Куценко остался у ангара. Я связался по радио с самолетом и приказал Ване:
«Гони!»
И мы помчались по ухабам. Нужно было выехать к самому началу посадочной полосы, но так, чтобы оказаться там одновременно с самолетом.
Мы опоздали. Ил-14 с ревом пронесся над нами, когда бензовоз не набрал еще достаточной скорости и безнадежно отстал от него. Мы видели, как самолет снова стал набирать высоту и делать круг для нового захода.
Тут уж и мы приобрели некоторый опыт. Помчались обратно по бетону и остановились на некотором расстоянии от края поля. Я смотрел в небо, задрав голову, и переговаривался с Сушкиным. Его хрипловатый голос был совершенно спокоен, хотя он и вел самолет на диковинную посадку.
Доронин высунулся из кабины и посмотрел на меня: «В самый раз, Зосима Петрович».
И бензовоз рванул на траву, делая круг, чтобы снова оказаться на бетонной полосе уже при полном разгоне.
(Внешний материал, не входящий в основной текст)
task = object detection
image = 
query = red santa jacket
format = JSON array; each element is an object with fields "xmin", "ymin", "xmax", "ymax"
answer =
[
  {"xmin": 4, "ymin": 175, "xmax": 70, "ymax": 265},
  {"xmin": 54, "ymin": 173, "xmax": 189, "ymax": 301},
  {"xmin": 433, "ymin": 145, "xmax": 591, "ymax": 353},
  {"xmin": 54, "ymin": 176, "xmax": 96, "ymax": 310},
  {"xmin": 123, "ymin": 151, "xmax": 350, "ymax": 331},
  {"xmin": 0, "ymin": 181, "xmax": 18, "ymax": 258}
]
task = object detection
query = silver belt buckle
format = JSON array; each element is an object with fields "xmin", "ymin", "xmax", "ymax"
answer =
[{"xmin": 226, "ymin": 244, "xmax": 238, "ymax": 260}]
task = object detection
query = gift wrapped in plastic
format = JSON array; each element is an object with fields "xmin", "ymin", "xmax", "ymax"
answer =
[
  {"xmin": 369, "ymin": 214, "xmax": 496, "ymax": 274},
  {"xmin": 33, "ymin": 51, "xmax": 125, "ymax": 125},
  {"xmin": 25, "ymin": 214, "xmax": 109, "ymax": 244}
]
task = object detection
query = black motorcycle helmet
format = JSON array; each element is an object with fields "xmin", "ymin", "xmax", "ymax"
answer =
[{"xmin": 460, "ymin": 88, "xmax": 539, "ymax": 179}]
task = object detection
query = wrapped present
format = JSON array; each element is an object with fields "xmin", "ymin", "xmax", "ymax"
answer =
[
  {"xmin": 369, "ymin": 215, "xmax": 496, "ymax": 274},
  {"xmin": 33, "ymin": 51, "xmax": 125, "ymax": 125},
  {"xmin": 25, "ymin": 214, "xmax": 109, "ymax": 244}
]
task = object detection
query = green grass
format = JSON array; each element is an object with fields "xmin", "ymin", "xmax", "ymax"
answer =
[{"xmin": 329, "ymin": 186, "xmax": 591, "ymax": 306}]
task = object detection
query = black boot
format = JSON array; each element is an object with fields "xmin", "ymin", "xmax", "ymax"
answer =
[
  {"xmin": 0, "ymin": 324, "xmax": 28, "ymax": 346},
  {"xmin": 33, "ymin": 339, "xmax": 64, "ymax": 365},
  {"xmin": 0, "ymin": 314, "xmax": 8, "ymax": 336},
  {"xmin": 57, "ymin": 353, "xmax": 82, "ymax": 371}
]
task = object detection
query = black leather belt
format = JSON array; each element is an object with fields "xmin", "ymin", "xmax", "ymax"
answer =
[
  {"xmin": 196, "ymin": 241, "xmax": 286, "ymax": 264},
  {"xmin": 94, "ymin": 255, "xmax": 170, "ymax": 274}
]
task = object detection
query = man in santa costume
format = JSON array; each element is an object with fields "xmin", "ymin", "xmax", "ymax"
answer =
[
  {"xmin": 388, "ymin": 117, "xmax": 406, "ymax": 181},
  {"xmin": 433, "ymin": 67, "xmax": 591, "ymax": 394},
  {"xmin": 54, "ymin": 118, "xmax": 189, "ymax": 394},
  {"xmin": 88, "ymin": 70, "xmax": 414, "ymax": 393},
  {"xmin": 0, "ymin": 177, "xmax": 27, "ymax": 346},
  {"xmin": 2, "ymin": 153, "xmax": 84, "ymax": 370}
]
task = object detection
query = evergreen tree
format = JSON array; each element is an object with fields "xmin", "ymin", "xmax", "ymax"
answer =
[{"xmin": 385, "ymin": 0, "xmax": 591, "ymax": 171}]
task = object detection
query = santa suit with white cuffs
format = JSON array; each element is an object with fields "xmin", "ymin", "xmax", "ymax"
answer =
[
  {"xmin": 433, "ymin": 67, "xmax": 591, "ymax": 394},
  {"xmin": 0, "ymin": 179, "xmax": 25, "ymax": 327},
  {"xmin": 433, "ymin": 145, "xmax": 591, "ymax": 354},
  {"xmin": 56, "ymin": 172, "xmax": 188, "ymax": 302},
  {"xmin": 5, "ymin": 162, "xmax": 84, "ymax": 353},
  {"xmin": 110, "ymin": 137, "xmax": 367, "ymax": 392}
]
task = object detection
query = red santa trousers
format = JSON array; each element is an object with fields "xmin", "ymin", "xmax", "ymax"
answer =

Доронин был лихач, это несомненно. Сейчас он проявлял эти качества в полной мере. Он гнал машину перпендикулярно посадочной полосе со скоростью сто километров в час. Казалось, повернуть на такой скорости и выйти на бетон невозможно. И все же Ваня сделал этот недопустимо крутой разворот. Завизжали по бетону резиновые покрышки. Бензовоз накренился. Я видел, что какое-то время мы мчались на двух колесах, а не на четырех – уподобились мотоциклу. Зато в самом начале полосы скорость бензовоза была уже около ста.
Нам удалось точно рассчитать заход, и самолет снижался как раз над нами и словно недвижно висел надо мной. Я отчетливо видел приоткрывшиеся створки внизу крыла и заклинившееся там шасси. Оно приближалось ко мне.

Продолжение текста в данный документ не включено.